Вот и теперь он сказал мне с самым строгим видом:
- Знаешь, Афанасий, феноменальная растительность на твоем лице вызывает ревность неких влиятельных особ. К примеру, позавчера на балу, когда ты стоял у, дверей такой важный, с раззолоченной булавой и бакенбарды на обе стороны, все дамы смотрели только на тебя, а на кузена Ники никто и не взглянул, хоть он и император. Надо, надо тебя обрить или хотя бы остричь.
На самом деле моя «феноменальная растительность» не представляла собой ничего из ряда вон выходящего: усы с подусниками и бакенбарды - возможно, пышные, но не чрезмерные и уж во всяком случае содержавшиеся в достойном виде. Такие же носил и мой отец, и мой дед, так что ни бриться, ни стричься я не намеревался.
- Ладно тебе, Полли, - заступился за меня Эндлунг. - Не мучай Афанасия Степановича. Ходи-ка лучше, твой черед.
Видно, все-таки придется объяснить про мои отношения с лейтенантом. Тут ведь своя история.
В первый же день плавания на корвете «Мстислав», как только вышли из Севастополя, Эндлунг подстерег меня на палубе, положил руку на плечо и сказал, глядя наглыми, совершенно прозрачными от выпитого при проводах вина глазами:
- Что, Афоня, лакейская душа, швабры распустил? Бризом разметало? <Мои бакенбарды от свежего морского ветра и в самом деле несколько растрепались - в дальнейшем мне пришлось на время путешествия их немного укоротить.> Не в службу, а в дружбу - слетай к сквалыге-буфетчику, скажи, его высочество велел бутылочку рома прислать - чтоб не укачало.
Эндлунг меня еще по дороге, пока ехали поездом до Севастополя, все дразнил и поддевал в присутствии его высочества, но я терпел, ждал случая объясниться наедине. Вот случай и представился.

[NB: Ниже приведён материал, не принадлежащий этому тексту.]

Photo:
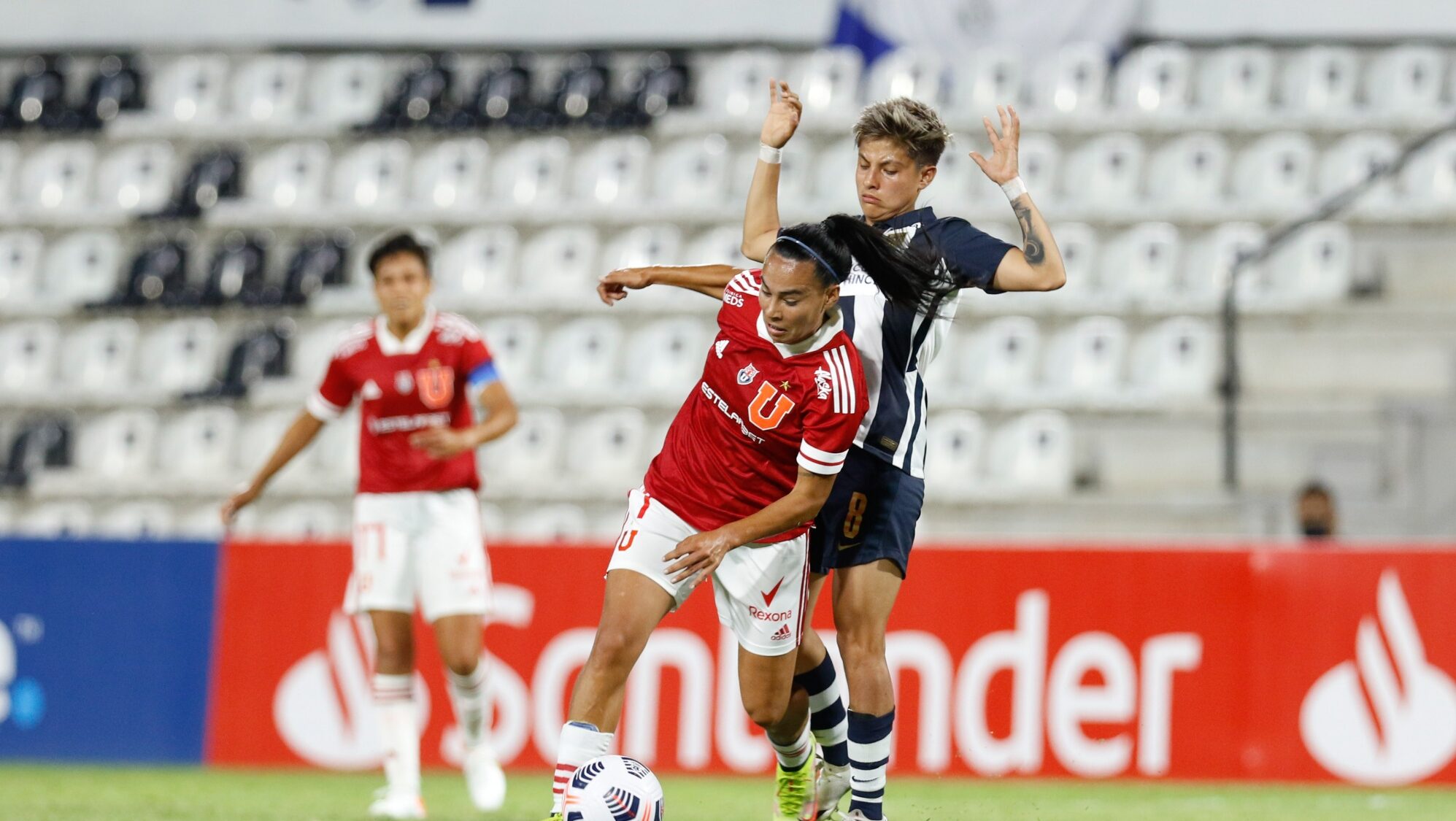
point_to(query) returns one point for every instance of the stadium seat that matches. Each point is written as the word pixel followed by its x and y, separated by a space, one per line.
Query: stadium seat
pixel 452 174
pixel 373 175
pixel 270 88
pixel 191 88
pixel 1087 360
pixel 613 172
pixel 909 73
pixel 1031 455
pixel 1190 172
pixel 1320 80
pixel 99 357
pixel 1104 171
pixel 952 463
pixel 82 269
pixel 1406 80
pixel 1001 358
pixel 28 357
pixel 347 89
pixel 607 449
pixel 478 269
pixel 561 261
pixel 136 178
pixel 534 172
pixel 582 355
pixel 828 79
pixel 693 172
pixel 291 177
pixel 180 355
pixel 120 444
pixel 666 357
pixel 1276 172
pixel 1236 82
pixel 737 83
pixel 136 522
pixel 58 177
pixel 1176 358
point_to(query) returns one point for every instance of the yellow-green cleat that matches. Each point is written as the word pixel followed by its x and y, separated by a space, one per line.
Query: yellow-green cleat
pixel 794 794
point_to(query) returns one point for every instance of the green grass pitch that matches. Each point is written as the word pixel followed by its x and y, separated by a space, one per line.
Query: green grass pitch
pixel 90 794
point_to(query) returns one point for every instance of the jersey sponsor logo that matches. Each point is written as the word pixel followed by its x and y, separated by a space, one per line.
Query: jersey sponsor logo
pixel 759 411
pixel 436 385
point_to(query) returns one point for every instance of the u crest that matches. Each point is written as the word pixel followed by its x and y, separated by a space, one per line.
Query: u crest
pixel 759 412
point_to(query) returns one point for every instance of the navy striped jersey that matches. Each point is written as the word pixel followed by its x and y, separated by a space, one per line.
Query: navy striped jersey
pixel 897 342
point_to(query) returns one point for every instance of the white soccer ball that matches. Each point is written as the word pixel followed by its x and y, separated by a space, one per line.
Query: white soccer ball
pixel 613 788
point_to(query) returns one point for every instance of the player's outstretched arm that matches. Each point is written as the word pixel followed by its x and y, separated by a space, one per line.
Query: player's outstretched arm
pixel 294 439
pixel 704 278
pixel 701 553
pixel 1036 267
pixel 760 216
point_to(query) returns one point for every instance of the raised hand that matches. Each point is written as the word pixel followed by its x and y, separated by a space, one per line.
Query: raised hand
pixel 1002 166
pixel 784 115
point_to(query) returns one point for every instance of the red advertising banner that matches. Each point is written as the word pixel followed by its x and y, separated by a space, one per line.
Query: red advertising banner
pixel 1260 663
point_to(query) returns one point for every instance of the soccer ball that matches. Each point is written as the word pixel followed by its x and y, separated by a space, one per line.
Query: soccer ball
pixel 613 788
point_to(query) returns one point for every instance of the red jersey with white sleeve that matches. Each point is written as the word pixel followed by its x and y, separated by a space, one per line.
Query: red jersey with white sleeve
pixel 424 380
pixel 759 412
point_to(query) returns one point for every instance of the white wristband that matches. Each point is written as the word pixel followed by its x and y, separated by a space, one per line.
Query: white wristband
pixel 1014 188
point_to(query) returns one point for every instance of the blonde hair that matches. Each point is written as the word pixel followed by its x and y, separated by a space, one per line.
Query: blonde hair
pixel 910 123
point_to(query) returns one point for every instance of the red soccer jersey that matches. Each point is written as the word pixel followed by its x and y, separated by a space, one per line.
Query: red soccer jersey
pixel 407 385
pixel 759 414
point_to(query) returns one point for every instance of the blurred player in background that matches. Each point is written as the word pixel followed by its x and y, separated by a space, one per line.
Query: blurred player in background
pixel 417 519
pixel 867 526
pixel 746 466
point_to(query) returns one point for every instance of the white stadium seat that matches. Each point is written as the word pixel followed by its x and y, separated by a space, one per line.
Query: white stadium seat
pixel 1176 358
pixel 534 172
pixel 1033 455
pixel 478 269
pixel 191 88
pixel 58 175
pixel 1320 80
pixel 347 89
pixel 1155 79
pixel 200 443
pixel 693 172
pixel 290 177
pixel 180 355
pixel 120 444
pixel 613 172
pixel 373 175
pixel 136 178
pixel 452 174
pixel 28 357
pixel 270 88
pixel 99 355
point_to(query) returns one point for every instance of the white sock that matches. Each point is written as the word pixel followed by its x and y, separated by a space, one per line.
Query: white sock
pixel 468 692
pixel 395 701
pixel 794 755
pixel 580 743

Я деликатно, двумя пальцами, снял руку лейтенанта (в ту пору еще никакого не камер-юнкера) со своего плеча и учтиво так говорю:
- Если вам, господин Эндлунг, пришла фантазия озаботиться дефиницией моей души, то точнее будет назвать ее не «лакейской», а «гоф-фурьерской», ибо за долгую беспорочную службу при дворе его величества мне пожаловано звание гоф-фурьера. Чин этот относится к 9 классу и соответствует чину титулярного советника, армейского штабс-капитана или флотского лейтенанта (последнее я намеренно подчеркнул).
Эндлунг вскинулся:
- Лейтенанты за столом не прислуживают!
А я ему:
- Прислуживают, сударь, в ресторане, а августейшей семье служат. Всяк по-своему, согласно чести и долгу.

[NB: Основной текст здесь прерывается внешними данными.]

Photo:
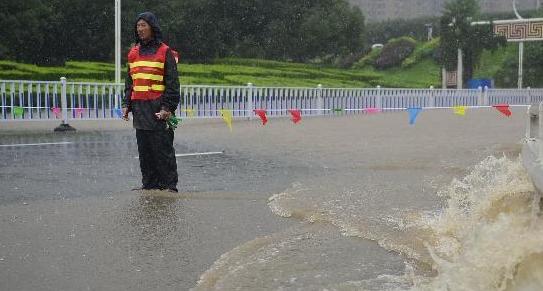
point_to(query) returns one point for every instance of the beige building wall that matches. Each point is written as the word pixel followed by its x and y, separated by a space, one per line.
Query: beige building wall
pixel 378 10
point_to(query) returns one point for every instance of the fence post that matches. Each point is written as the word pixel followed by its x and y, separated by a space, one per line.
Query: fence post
pixel 480 98
pixel 540 127
pixel 319 100
pixel 250 101
pixel 379 99
pixel 432 97
pixel 485 96
pixel 64 106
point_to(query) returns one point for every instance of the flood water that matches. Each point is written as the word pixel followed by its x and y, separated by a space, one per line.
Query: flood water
pixel 339 203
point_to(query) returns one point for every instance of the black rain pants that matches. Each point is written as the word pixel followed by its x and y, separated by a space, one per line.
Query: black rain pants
pixel 157 159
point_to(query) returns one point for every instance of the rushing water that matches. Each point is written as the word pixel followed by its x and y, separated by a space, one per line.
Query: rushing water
pixel 487 236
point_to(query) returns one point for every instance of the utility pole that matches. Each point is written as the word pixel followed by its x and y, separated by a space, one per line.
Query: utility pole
pixel 117 48
pixel 520 48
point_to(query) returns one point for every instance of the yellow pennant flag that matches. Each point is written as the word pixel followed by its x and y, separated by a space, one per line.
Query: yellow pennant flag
pixel 459 110
pixel 189 111
pixel 227 117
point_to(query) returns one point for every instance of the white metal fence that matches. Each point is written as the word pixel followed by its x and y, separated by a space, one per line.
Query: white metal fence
pixel 39 100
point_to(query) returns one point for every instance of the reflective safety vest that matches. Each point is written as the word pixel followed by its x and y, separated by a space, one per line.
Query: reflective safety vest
pixel 147 72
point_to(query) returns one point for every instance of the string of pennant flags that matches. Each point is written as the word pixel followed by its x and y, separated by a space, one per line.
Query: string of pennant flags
pixel 295 113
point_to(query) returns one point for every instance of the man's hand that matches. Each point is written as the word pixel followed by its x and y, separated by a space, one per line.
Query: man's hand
pixel 125 114
pixel 163 114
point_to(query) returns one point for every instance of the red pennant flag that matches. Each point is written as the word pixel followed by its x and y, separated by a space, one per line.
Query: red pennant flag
pixel 262 114
pixel 503 108
pixel 296 115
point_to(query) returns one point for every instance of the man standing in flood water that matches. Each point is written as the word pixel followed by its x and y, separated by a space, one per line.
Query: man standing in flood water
pixel 152 95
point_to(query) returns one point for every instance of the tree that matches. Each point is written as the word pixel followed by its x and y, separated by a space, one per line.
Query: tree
pixel 457 32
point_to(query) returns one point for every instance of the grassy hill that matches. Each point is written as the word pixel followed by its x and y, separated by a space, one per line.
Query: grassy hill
pixel 422 74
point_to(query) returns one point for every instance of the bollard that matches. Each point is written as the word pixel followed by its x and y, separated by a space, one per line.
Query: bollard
pixel 63 127
pixel 532 151
pixel 319 100
pixel 250 101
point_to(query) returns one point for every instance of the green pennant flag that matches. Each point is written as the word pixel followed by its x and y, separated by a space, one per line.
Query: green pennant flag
pixel 18 111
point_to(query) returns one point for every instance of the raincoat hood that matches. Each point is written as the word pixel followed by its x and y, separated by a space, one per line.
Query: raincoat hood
pixel 150 18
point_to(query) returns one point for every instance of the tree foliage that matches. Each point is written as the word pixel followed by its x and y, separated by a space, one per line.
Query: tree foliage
pixel 52 31
pixel 458 32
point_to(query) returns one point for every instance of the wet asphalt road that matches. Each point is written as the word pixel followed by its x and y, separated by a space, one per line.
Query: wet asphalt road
pixel 70 222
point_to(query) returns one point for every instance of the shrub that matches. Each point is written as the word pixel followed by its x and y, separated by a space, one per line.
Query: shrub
pixel 368 60
pixel 425 50
pixel 394 52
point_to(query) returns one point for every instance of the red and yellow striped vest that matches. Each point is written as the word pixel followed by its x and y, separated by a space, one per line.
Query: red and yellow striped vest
pixel 147 73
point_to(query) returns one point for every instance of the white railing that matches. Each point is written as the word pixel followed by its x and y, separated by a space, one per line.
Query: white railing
pixel 39 100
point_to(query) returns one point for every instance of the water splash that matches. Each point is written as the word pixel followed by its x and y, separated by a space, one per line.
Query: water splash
pixel 487 238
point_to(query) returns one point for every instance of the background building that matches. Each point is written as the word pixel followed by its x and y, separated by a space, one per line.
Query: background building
pixel 378 10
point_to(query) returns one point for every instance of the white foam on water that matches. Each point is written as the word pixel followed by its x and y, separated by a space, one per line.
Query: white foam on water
pixel 485 237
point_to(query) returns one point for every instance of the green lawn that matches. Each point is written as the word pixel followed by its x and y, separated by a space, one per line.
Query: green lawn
pixel 237 72
pixel 234 71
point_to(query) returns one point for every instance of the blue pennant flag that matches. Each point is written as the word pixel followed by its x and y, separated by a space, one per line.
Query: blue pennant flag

Вот после этого самого случая Эндлунг и стал со мной как шелковый: говорил вежливо, шуток больше не позволял, а звал по имени-отчеству и только на «вы».
Надобно сказать, что у человека моего положения с обращением на «вы» и «ты» отношения особенные, потому что и статус у нас, дворцовых служителей, особенный. Трудно растолковать, как это получается, что от одних людей оскорбительно обращение на «ты», а от других обидно услышать «вы».